Adam Schran, founder and CEO of Ascentive Software, first laid eyes on his future namesake one winter’s night in January 2013 in the Papadakis Integrated Science Building (PISB). A close friend and then-Drexel employee had invited him to a gathering at the lab of Kenneth Lacovara, PhD, associate professor of paleontology and geology in the College of Arts and Sciences. Schran, a tech aficionado and adventure traveler, immediately connected with Dr. Lacovara, whose research methodology combined sophisticated digital modeling with grueling excavations in the wilds of southern Patagonia. In this remote region of Argentina, the paleontologist had led an international team of researchers to discover and describe a new supermassive dinosaur species with the most complete skeleton ever found of its type. When Mr. Schran examined the bones — including a femur more than six feet tall — and experienced what he calls Dr. Lacovara’s “contagious enthusiasm,” he knew he had to become more involved.

“I could tell that Ken and his team were fully committed to answering questions about large dinosaurs and to finding out new things about the largest animals to ever roam the earth,” Mr. Schran says. “I was also impressed by the extent to which students were involved in Ken’s research.”

In September, Dr. Lacovara’s findings were published in the journal Scientific Reports — nine years after his initial discovery of the remains. To commemorate this milestone Mr. Schran returned to PISB to help the paleontologist unveil, to an audience of faculty, students and the press, a four-foot-tall shin bone that gave the public its first peek at Dreadnoughtus schrani. The newly identified dinosaur’s genus name means “fears nothing” and its species name was chosen to honor Mr. Schran’s support for the research. His gift will help fund the application of leading-edge techniques in imaging and molecular paleontology to Dr. Lacovara’s research.

Usually one to avoid the unnecessary limelight, Mr. Schran believes the main value of having a dinosaur named after him is the message it sends to other philanthropists. “This shows potential donors that there are opportunities at Drexel to give to areas about which they feel excited and on which they can make a direct impact,” he says.

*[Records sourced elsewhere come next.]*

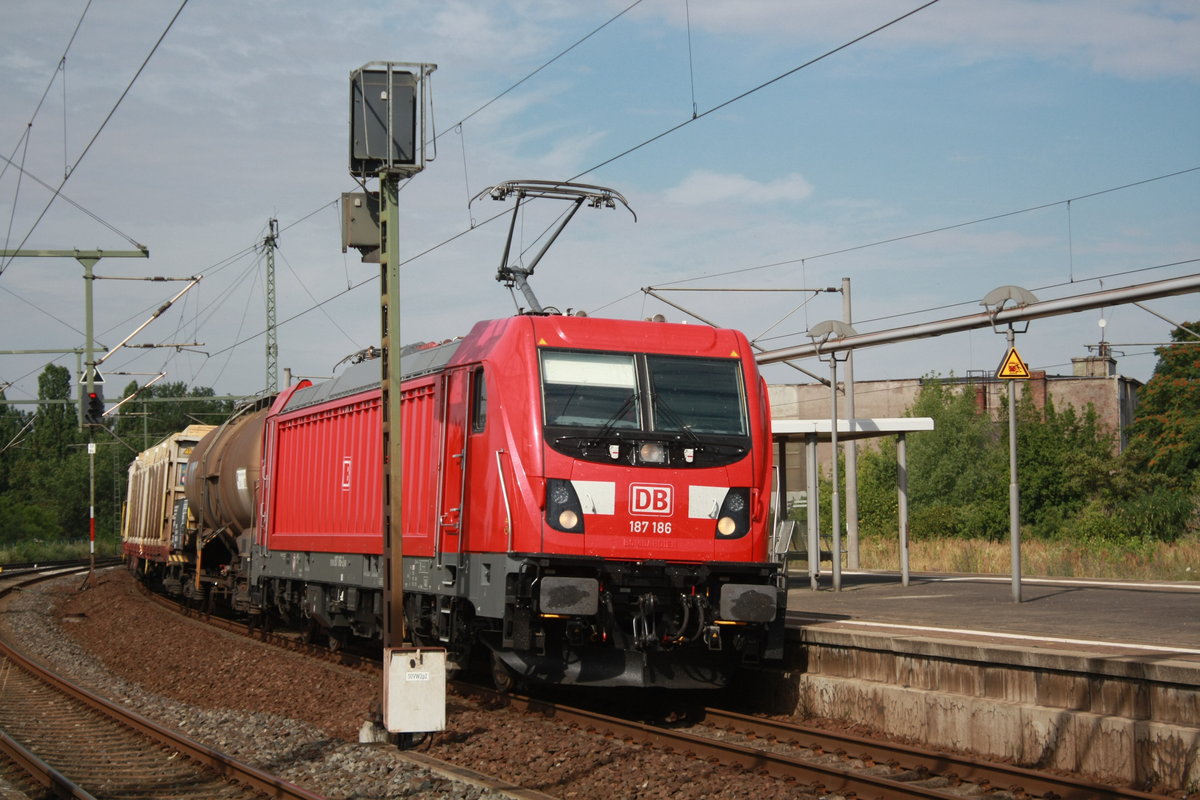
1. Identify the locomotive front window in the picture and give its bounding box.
[541,350,642,429]
[646,355,748,437]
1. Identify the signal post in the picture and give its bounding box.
[342,61,445,744]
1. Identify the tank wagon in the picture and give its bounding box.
[126,315,785,687]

The Dreadnoughtus project excited Mr. Schran primarily because it appealed to his commitment to experimentation and discovery, which he believes has been crucial to his own professional accomplishments. He founded Ascentive in 1999 with his younger brother, Andrew, just one year after graduating with his degree in computer science. Since then the company, which provides services and products to enhance PC performance, has grown to include more than 50 employees and serve more than one million paying customers in over 200 countries. Mr. Schran attributes this success to “employing the same practical approach to answering questions that is used in research.”

It’s this approach that immediately resonated with Dr. Lacovara, who says Mr. Schran is “a virtual fount of ideas who always finds novel ways to look at problems.”

“It’s great to work with someone who gets it,” Dr. Lacovara adds. “Adam is excited about the research, but also passionate about the potential of paleontology to inspire young people to pursue pathways leading to the STEM disciplines.”